Several years ago I inherited a huge box of vintage photographs of my family and ancestors. Of course, nothing had dates on it, and I didn’t even know who most of the people were. And my family wasn’t much more help. My mother would look at a photograph and try to guess who it was. What we figured out over a period of time, is how much some ancestors looked like others. It became difficult to tell one from another.
I began researching old photographs to get a feel for the time period that some of theses photos might have been taken during. I learned fascinating facts about the way photographs worked and I was able to date many of the photos specifically.
First, I loved this word! They were popular from 1839 to around 1860. The photographs were on thin, silver coated metal sheet. The sheet had a highly polished, mirror like surface. They were then sealed in glass and placed in small, hinged cases. If you have photographs like this, you should never disassemble them. Have them scanned instead.
These pictures were really cool. They became popular from around the 1850’s to the early 1900’s. They were most common during the Civil War. They were very dark and printed on thin iron or tin plates. These would be best scanned, and then printed to add to your scrapbook layouts.
Card Mounted Photos
These became popular in the latter part of the 19th century. I had tons of these. They were printed on paper and then classified according to emulsion material. There were salt prints (left) and albumen prints (right). These card mounted photos can be placed directly into your albums, just be sure to use acid-free cardstock to stop the acid from spreading any further. The only other advice I have is to consult a professional photographer for further questions. Often they might have ideas or suggestions we hadn’t thought of yet.
Black and White Photos
These became popular around 1889 when George Eastman invented the “box camera” and when a roll of film was used up, you sent the entire camera to the Kodak factory where it would be processed and printed and mailed back with new film loaded in the camera. These photos were popular for a very long time.
In the early 1940’s the first color photographs were being printed. These went through several stages before ending up where we are now. Still the best way to get your pictures is 35mm. They are long-lasting and easy to reproduce. Still my favorite!
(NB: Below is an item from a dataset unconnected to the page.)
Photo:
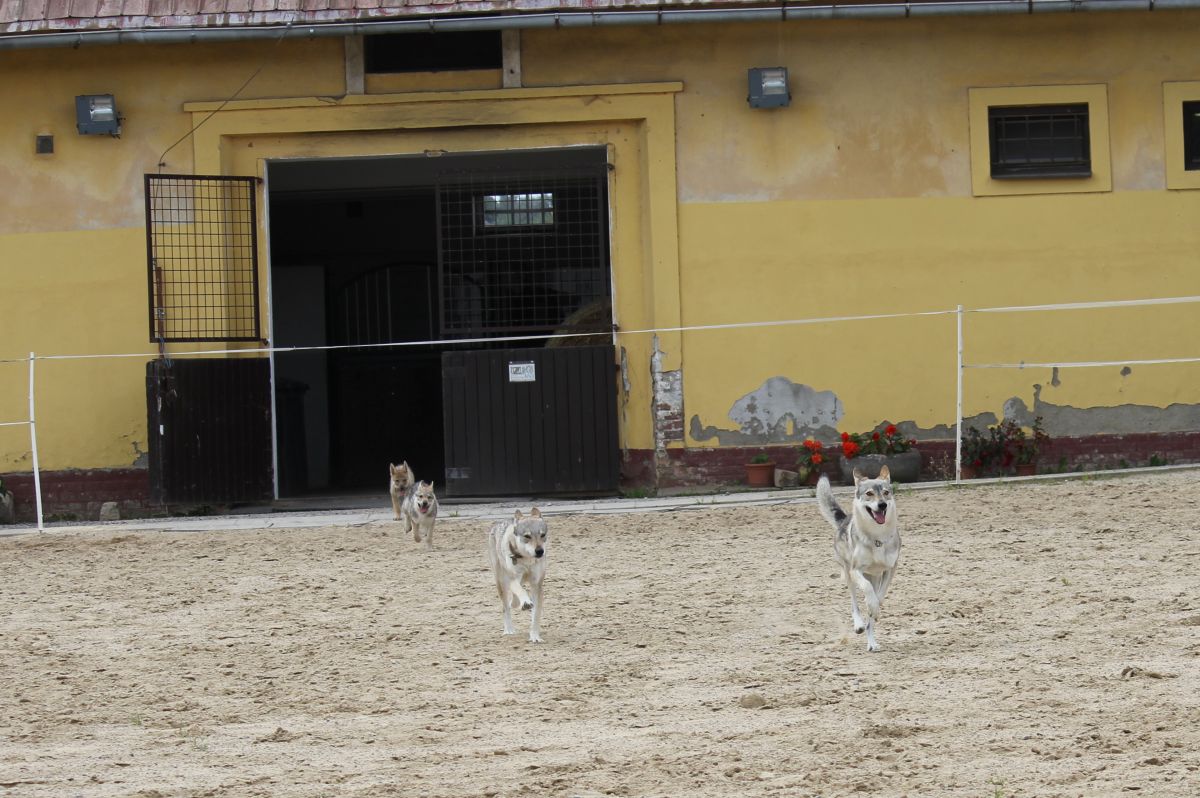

In 1963 Polaroid introduced their instant photograph. You just snapped the photo and waited a minute or two and the image developed right before your eyes. Unfortunately the quality of these photos is not good and does fade drastically over time. With proper care and storage you can get it to last a bit longer than normal.
In 1981 the first non-film camera, the Sony Mavica was introduced. The ever present digital era is upon us, and now we have digital prints. They look no different from regular color pictures, except that at times, you can see the graininess from the digital quality. As the camera’s improve, so does the quality of the print.